We should be careful not to read too much into these accounts. Although 36 responses in a week is a lot for one column, it represents a tiny sliver of the potential government workforce. It also is a self-selected group, and unhappy people tend to be more likely to share their complaints. We have not evaluated the qualifications of those who submitted comments; some might not be as qualified as they think.
Nevertheless, such a lopsided outpouring of frustration would seem to indicate there is something behind the complaints.
“A lot of folks are just not suited for federal employment,” one person wrote. “If you can’t navigate the hiring process, you won’t be able to navigate the bureaucracy and have the patience needed over the long haul.”

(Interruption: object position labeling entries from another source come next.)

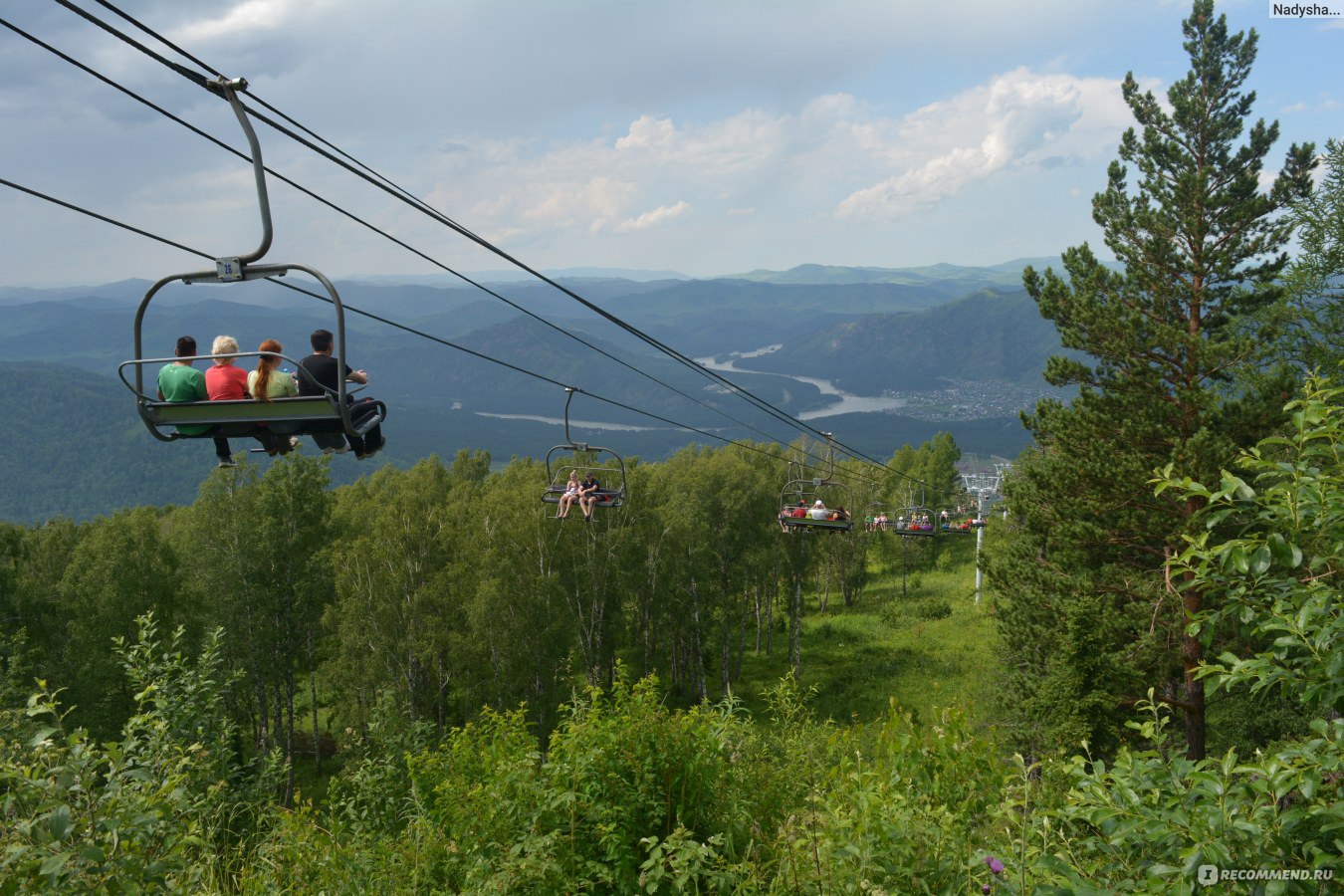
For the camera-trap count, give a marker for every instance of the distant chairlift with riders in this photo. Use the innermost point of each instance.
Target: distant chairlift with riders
(580, 458)
(816, 504)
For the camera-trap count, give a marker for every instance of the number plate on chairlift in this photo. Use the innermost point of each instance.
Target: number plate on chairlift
(230, 270)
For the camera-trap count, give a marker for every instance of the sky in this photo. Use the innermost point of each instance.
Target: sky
(706, 137)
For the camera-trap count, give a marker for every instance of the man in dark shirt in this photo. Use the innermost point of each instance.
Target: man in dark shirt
(588, 495)
(323, 371)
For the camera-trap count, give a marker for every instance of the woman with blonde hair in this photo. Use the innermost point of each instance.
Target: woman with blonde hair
(225, 381)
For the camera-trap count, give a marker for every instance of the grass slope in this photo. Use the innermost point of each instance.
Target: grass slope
(886, 648)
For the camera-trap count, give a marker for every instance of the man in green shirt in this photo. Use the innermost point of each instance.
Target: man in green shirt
(180, 381)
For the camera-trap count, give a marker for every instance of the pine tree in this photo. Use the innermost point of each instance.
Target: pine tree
(1087, 621)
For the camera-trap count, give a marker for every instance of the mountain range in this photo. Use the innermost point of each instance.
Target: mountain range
(959, 334)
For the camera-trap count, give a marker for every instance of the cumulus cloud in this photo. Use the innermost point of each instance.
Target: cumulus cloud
(1017, 118)
(835, 157)
(245, 19)
(653, 218)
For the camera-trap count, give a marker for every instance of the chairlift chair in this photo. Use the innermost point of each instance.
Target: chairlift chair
(916, 520)
(329, 412)
(583, 458)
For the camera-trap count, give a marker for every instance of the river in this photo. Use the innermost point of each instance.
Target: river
(844, 403)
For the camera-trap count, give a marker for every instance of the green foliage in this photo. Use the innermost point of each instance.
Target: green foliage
(1149, 819)
(1313, 319)
(150, 810)
(1278, 579)
(924, 608)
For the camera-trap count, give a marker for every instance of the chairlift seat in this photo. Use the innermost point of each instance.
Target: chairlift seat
(808, 523)
(605, 497)
(284, 415)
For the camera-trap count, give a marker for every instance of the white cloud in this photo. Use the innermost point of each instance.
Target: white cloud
(653, 218)
(836, 157)
(1017, 118)
(245, 19)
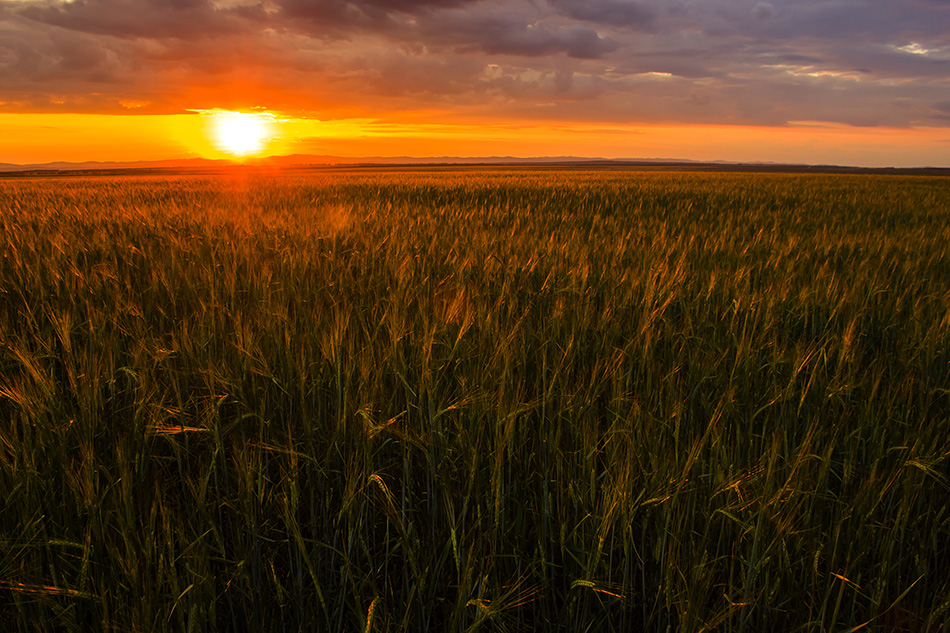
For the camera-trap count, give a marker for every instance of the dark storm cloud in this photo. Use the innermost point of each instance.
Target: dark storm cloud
(717, 61)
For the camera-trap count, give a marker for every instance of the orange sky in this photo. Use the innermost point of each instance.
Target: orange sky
(808, 81)
(39, 138)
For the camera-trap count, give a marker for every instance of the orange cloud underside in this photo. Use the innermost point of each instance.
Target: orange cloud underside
(39, 138)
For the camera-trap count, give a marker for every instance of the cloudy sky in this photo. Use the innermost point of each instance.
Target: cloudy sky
(848, 81)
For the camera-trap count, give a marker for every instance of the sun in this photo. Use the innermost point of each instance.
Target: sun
(241, 133)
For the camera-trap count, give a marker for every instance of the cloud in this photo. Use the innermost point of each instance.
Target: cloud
(611, 12)
(707, 61)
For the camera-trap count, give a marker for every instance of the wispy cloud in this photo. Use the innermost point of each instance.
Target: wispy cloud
(858, 62)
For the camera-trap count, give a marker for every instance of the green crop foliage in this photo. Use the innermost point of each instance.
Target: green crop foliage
(460, 400)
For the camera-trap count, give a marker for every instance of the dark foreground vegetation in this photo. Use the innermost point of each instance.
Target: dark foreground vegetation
(449, 401)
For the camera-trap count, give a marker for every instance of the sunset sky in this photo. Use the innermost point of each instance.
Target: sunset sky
(851, 82)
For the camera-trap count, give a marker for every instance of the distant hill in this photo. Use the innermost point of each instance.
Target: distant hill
(304, 161)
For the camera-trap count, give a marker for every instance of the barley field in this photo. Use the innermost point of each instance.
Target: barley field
(475, 399)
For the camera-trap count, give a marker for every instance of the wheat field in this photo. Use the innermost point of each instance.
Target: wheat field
(475, 399)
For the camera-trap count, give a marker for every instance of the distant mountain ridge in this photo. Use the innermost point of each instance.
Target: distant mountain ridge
(303, 161)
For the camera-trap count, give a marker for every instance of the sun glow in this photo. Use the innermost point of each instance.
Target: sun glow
(241, 133)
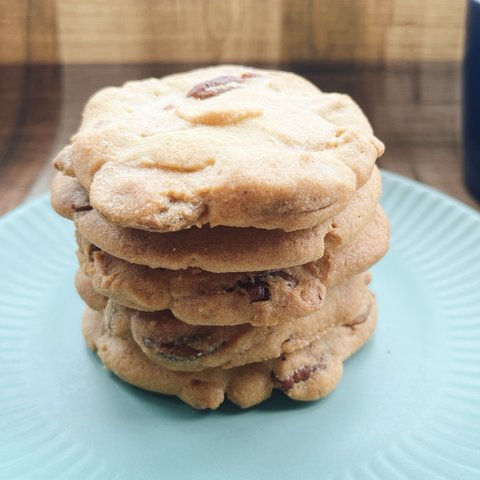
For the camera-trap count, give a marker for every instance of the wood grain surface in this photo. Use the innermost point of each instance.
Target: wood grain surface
(415, 110)
(214, 31)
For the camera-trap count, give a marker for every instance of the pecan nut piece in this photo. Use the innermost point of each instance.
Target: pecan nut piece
(300, 375)
(215, 86)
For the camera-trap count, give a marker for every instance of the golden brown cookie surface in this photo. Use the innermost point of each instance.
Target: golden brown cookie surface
(178, 346)
(220, 249)
(261, 298)
(167, 154)
(306, 374)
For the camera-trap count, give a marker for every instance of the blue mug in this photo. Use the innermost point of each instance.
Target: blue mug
(471, 101)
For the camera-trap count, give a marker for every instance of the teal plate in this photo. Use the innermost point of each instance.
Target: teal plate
(408, 406)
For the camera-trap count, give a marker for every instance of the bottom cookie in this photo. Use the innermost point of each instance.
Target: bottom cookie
(306, 374)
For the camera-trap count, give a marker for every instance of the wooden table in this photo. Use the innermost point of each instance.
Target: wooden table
(415, 110)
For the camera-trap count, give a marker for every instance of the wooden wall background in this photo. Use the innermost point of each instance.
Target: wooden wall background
(211, 31)
(399, 59)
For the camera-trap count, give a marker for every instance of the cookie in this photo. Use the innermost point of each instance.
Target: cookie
(225, 145)
(260, 298)
(179, 346)
(306, 374)
(211, 249)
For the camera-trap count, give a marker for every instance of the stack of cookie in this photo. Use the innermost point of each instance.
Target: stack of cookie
(226, 219)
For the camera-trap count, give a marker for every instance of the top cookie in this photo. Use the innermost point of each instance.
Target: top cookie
(226, 145)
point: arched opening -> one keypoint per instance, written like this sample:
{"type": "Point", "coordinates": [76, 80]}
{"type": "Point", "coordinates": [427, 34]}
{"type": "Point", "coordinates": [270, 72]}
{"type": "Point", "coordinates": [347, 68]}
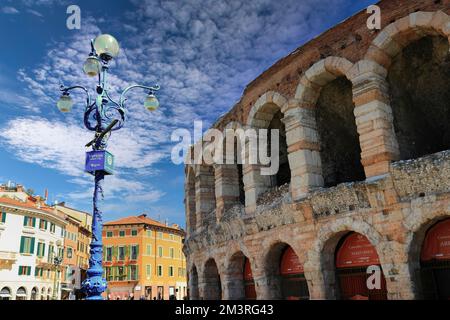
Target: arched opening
{"type": "Point", "coordinates": [240, 284]}
{"type": "Point", "coordinates": [21, 294]}
{"type": "Point", "coordinates": [339, 141]}
{"type": "Point", "coordinates": [293, 281]}
{"type": "Point", "coordinates": [249, 282]}
{"type": "Point", "coordinates": [190, 201]}
{"type": "Point", "coordinates": [419, 79]}
{"type": "Point", "coordinates": [435, 262]}
{"type": "Point", "coordinates": [285, 274]}
{"type": "Point", "coordinates": [5, 294]}
{"type": "Point", "coordinates": [193, 284]}
{"type": "Point", "coordinates": [283, 175]}
{"type": "Point", "coordinates": [34, 293]}
{"type": "Point", "coordinates": [358, 269]}
{"type": "Point", "coordinates": [212, 284]}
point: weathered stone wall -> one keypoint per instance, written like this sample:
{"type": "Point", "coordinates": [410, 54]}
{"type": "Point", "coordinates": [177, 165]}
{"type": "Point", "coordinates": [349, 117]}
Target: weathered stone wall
{"type": "Point", "coordinates": [394, 205]}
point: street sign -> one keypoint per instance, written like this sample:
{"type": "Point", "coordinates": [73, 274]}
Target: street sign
{"type": "Point", "coordinates": [99, 160]}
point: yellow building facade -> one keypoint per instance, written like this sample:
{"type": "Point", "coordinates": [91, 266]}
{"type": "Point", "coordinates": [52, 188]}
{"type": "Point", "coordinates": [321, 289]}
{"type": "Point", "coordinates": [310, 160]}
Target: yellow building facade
{"type": "Point", "coordinates": [143, 259]}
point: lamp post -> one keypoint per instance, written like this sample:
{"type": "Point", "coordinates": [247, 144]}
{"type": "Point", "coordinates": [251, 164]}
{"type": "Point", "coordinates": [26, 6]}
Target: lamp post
{"type": "Point", "coordinates": [57, 261]}
{"type": "Point", "coordinates": [101, 116]}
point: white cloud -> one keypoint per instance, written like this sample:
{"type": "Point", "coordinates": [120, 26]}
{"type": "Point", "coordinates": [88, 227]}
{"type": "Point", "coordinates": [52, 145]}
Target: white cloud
{"type": "Point", "coordinates": [9, 10]}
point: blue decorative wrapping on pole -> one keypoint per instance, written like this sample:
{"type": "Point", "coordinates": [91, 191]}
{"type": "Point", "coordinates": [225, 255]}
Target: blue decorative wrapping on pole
{"type": "Point", "coordinates": [102, 116]}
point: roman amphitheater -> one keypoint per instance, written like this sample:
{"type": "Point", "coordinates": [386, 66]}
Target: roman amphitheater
{"type": "Point", "coordinates": [364, 179]}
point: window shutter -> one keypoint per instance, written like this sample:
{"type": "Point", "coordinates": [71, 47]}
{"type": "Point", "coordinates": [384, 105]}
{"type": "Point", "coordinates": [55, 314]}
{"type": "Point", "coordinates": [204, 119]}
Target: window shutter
{"type": "Point", "coordinates": [32, 246]}
{"type": "Point", "coordinates": [22, 243]}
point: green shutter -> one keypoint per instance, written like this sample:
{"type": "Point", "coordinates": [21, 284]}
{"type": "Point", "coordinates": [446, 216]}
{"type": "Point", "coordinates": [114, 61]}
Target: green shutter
{"type": "Point", "coordinates": [32, 246]}
{"type": "Point", "coordinates": [22, 243]}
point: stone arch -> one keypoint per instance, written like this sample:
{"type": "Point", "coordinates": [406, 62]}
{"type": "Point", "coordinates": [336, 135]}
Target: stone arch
{"type": "Point", "coordinates": [212, 285]}
{"type": "Point", "coordinates": [21, 293]}
{"type": "Point", "coordinates": [397, 35]}
{"type": "Point", "coordinates": [413, 125]}
{"type": "Point", "coordinates": [418, 225]}
{"type": "Point", "coordinates": [229, 183]}
{"type": "Point", "coordinates": [6, 293]}
{"type": "Point", "coordinates": [271, 265]}
{"type": "Point", "coordinates": [193, 283]}
{"type": "Point", "coordinates": [205, 195]}
{"type": "Point", "coordinates": [320, 264]}
{"type": "Point", "coordinates": [325, 106]}
{"type": "Point", "coordinates": [190, 194]}
{"type": "Point", "coordinates": [266, 113]}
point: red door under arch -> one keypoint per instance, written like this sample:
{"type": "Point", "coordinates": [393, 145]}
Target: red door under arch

That is a valid point. But considering GCN’s readership, those who wrote in with their experiences tended to be people already working in government or as government contractors. They already have navigated the hiring process or are at least familiar with the bureaucracy but still felt compelled to complain. A survey released recently by the Partnership for Public Service showed that agencies intend to hire more than 11,500 IT workers from fiscal 2010 to 2012. If current employees are being driven to give up job searches because of the roadblocks they encounter, where are all of these new hires going to come from?
On the other hand, maybe it's not as bad as we think.
“I don’t know where this supposed IT professionals shortage is,” one person wrote. “Whenever we announce for any GS-2210 vacancy, we get swamped with beaucoup well-qualified applicants. Our hiring managers can afford to be very picky, as this has long been an occupational buyers’ market. There seems to be a serious disconnect between perception and reality.”